The Singapore International Film Festival will be offering four Southeast Asian Short Film Grants in 2021, an increase of two from previous years. Applications for their Film Fund will be open from December 1, 2020 onwards.
The Tan Ean Kiam Foundation - SGIFF Southeast Asian Documentary Grant (SEA-DOC) and the SGIFF Southeast Asian - Short Film Grant were both introduced in 2018 to support the development of inspiring and thought-provoking films within the region.
The Tan Ean Kiam Foundation - SGIFF Southeast Asian Documentary Grant (SEA-DOC) grant is awarded to four mid-length or feature projects annually, and champions important and compelling stories told through the art of documentary filmmaking in the region.
For the first time next year, the grant will extend its support to include post-production projects and will now support two production projects with a cash amount of SGD 30,000 and two post-production projects with a cash amount of SGD 20,000 per recipient.

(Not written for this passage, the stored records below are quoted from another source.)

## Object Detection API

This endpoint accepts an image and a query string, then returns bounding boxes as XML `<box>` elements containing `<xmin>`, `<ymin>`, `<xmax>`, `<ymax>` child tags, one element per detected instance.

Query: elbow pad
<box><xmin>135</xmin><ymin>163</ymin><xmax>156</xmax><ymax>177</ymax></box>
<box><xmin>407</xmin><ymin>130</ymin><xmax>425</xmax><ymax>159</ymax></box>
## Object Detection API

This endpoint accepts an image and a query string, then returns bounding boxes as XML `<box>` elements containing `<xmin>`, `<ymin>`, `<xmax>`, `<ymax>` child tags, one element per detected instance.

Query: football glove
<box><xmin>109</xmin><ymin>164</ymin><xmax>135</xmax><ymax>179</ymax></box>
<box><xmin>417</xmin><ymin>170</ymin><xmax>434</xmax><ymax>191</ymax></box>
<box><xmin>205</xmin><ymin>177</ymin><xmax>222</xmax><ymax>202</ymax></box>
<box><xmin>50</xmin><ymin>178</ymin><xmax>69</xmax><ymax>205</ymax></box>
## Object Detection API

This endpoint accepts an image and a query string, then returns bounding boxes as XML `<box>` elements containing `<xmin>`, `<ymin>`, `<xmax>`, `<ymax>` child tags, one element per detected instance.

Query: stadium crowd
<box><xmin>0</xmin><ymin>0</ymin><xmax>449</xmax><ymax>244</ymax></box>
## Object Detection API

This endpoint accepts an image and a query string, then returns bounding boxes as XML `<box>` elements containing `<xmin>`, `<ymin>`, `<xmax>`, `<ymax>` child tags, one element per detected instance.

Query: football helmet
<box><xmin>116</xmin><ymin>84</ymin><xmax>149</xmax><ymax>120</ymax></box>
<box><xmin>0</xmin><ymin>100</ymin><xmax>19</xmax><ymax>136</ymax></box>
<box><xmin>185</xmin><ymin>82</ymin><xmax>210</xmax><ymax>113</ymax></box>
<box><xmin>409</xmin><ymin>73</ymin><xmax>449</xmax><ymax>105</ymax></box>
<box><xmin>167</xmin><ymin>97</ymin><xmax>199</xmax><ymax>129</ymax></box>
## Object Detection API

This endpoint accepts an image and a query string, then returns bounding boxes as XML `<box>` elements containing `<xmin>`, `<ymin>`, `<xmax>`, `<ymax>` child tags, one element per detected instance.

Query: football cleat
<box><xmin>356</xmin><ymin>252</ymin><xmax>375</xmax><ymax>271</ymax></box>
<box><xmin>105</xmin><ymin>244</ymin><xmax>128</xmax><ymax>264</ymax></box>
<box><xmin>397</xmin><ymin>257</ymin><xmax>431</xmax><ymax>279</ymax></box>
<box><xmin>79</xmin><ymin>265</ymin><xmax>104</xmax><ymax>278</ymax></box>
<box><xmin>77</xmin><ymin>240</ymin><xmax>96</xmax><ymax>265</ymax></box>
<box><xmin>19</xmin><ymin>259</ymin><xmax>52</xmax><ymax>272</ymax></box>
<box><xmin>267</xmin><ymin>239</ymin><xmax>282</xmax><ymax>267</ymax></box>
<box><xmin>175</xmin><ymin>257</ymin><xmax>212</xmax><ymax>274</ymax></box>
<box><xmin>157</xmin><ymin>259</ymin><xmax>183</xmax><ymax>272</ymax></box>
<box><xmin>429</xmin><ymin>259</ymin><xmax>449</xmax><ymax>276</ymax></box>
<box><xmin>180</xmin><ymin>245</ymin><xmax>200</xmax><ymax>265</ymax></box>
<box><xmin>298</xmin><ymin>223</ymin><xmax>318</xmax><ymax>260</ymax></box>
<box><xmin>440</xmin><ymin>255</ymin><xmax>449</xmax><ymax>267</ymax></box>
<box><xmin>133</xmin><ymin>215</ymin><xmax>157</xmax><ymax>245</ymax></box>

“We believe documentary film is a powerful tool that helps us confront complex, and oftentimes, troubling realities within our lives and the world around us. These timeless stories play a crucial bridge between rethinking our past and reimagining our future,” said Tan Keng Leck, Vice Chairman of the Tan Ean Kiam Foundation.
Supported by C47 Investment and White Light Post, the SGIFF Southeast Asian-Short Film Grant (SEA-SHORTS) aims to fund the brightest upcoming names in filmmaking. In the upcoming year, SGIFF will be awarding four SEA-SHORTS grants, double the number that was previously offered. Each recipient will receive a cash amount of SGD 4,000 and post-production support worth SGD 4,000. The grant is open to all genres including drama, animation, and experimental short films.
The grants have produced projects that have received recognition at established film festivals all around the world, winning the Fédération Internationale de la Presse Cinématographique (FIPRESCI) at the International Documentary Film Festival Amsterdam, the Amnesty International Award at the Thessaloniki Documentary Festival (Aswang) and been selected for the Busan International Film Festival.
This year’s festival will also see the world premiere of three of SEA-DOC Grant recipients - Aswang, Citizen Hustler and Ploy, and three screenings of SEA-SHORTS: Binh, Judy Free and Nursery Rhymes. The screenings will be held together with panel discussion that explore Southeast Asian Identities through Documentary.
Founded in 1987, the Singapore International Film Festival (SGIFF) is the largest and longest-running film event in Singapore. The SGIFF is organised by the Singapore International Film Festival Ltd, a non-profit organisation.